Les éléments n'ont pas d'influence directe sur moi, dans le sens où je n'en ai pas conscience, C'est plutôt la matière qui découle de ces éléments. La matière est le cœur de mon travail, qu'il s'agisse de photographie, de couture, de broderie, de sculpture ... Toute matière peut m'inspirer ou m'interpeller, à partir du moment où elle nourrit mon travail. Cette matière peut être organique, l'oeuvre de millions d'années par la nature, un objet manufacturé, le fruit du travail d'un artisan ou d'un artiste... J'aime la matière, qu'elle soit brute ou délicate, sophistiquée ou décrépie, à partir du moment où elle me renvoie à ces notions d'intemporalité, d'authenticité, et de beauté, qui sont somme toute très subjectives.


A quel moment viennent vos images, les visions qui donneront naissances à vos œuvres ?
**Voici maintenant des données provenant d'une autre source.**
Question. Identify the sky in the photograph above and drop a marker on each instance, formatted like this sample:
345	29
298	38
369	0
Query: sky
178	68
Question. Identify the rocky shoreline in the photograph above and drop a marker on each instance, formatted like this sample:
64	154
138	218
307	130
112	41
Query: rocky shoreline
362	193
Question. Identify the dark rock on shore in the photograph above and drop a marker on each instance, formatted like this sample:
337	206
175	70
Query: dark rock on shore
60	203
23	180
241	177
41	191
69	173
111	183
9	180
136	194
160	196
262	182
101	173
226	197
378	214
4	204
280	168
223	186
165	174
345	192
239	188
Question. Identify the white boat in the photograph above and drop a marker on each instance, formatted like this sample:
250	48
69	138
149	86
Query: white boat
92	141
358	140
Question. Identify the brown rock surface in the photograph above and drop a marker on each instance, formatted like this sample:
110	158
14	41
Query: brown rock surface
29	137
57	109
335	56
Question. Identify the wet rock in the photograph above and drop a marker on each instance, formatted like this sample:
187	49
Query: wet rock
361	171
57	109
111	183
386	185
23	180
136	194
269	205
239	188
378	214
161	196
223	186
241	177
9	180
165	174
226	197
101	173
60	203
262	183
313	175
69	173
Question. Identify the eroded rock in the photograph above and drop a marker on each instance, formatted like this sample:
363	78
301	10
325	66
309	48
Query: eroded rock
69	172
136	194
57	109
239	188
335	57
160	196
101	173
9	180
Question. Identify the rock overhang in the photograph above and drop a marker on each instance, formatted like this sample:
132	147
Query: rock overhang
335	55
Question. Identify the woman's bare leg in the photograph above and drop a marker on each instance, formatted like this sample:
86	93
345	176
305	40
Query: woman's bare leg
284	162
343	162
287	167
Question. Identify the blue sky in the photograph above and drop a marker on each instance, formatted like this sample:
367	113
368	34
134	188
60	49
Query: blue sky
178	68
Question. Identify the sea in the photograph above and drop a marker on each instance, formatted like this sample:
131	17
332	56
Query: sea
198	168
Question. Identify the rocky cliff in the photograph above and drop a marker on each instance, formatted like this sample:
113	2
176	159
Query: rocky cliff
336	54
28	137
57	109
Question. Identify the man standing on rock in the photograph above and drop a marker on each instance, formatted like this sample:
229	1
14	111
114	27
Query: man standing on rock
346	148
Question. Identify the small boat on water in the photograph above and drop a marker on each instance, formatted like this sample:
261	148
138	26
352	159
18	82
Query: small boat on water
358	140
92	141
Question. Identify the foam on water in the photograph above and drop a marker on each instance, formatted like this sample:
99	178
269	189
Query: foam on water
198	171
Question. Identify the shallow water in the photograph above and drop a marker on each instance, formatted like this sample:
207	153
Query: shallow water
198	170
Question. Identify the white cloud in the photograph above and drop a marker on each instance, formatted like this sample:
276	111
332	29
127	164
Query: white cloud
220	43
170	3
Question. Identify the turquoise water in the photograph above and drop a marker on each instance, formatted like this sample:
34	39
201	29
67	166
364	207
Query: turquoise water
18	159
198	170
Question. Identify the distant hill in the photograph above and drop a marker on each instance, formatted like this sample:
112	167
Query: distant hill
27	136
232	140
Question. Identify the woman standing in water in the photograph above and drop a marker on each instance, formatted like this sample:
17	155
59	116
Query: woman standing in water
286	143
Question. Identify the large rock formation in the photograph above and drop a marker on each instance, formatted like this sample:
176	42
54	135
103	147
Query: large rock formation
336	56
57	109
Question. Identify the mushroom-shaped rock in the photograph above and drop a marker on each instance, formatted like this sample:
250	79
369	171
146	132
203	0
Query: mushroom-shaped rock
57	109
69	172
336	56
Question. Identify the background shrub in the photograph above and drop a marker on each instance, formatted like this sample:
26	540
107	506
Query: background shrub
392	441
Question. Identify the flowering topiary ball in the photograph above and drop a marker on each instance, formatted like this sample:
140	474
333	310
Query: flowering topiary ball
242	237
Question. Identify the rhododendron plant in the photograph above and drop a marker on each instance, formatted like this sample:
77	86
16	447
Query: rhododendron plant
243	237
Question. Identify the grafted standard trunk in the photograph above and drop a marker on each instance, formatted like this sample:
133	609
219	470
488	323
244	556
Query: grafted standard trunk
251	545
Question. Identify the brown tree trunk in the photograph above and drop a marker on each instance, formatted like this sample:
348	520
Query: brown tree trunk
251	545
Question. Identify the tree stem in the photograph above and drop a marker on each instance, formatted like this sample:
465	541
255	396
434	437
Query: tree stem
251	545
La plupart de mes images naissent à la vision d'une matière, d'un objet ou d'un être à partir duquel tout va s'enclencher. Le sentiment d'empathie, même pour un objet, est le moteur de toute création me concernant. Ces images peuvent être exponentielles, obsessionnelles, et empêcher toute gestion raisonnable des nécessités et obligations du quotidien. Le temps peut passer très vite quand je suis plongée dans ces images. Un jour est une heure.
  
Dessinez-vous et quelle place a le dessin dans votre travail ?

Le dessin me sert à mémoriser et fixer mes idées d'une manière plus visuelle, moins abstraite que la description écrite. Toutefois il n'est pas assez bon pour être considéré en lui-même comme un travail artistique. J'aurais aimé savoir peindre, dessiner. Si cela avait été le cas, je ne serais certainement pas photographe. Au fil du temps, j'aborde la photographie d'une manière de plus en plus picturale, son traitement se rapproche de plus en plus de la peinture ou du dessin.


Décrivez-nous votre dernière pièce.

J'ai repris la sculpture, et travaille sur des vanités et l'utilisation de matières organiques telles que des bois de cerf. Plusieurs métiers interviennent dans cette création : la sculpture, la couture, la broderie, la peinture ... J'ai envie de travailler en volume, et de réunir tous les savoirs que j'ai acquis au fil des années, dont certains que j'ai un peu délaissés, et dont la pratique me manque.
  
Savez-vous quelle sera votre prochaine aventure ?

J'en ai une petite idée, et en même temps aucune. La vie m'a menée vers des sentiers inconnus et j'en suis très heureuse.
  
Y-a-t-il une question que l’on de vous a jamais posée et à laquelle vous aimeriez répondre ?

"Veux-tu me remplacer la nuit du 24 au 25 décembre ?", si elle vient de Laponie...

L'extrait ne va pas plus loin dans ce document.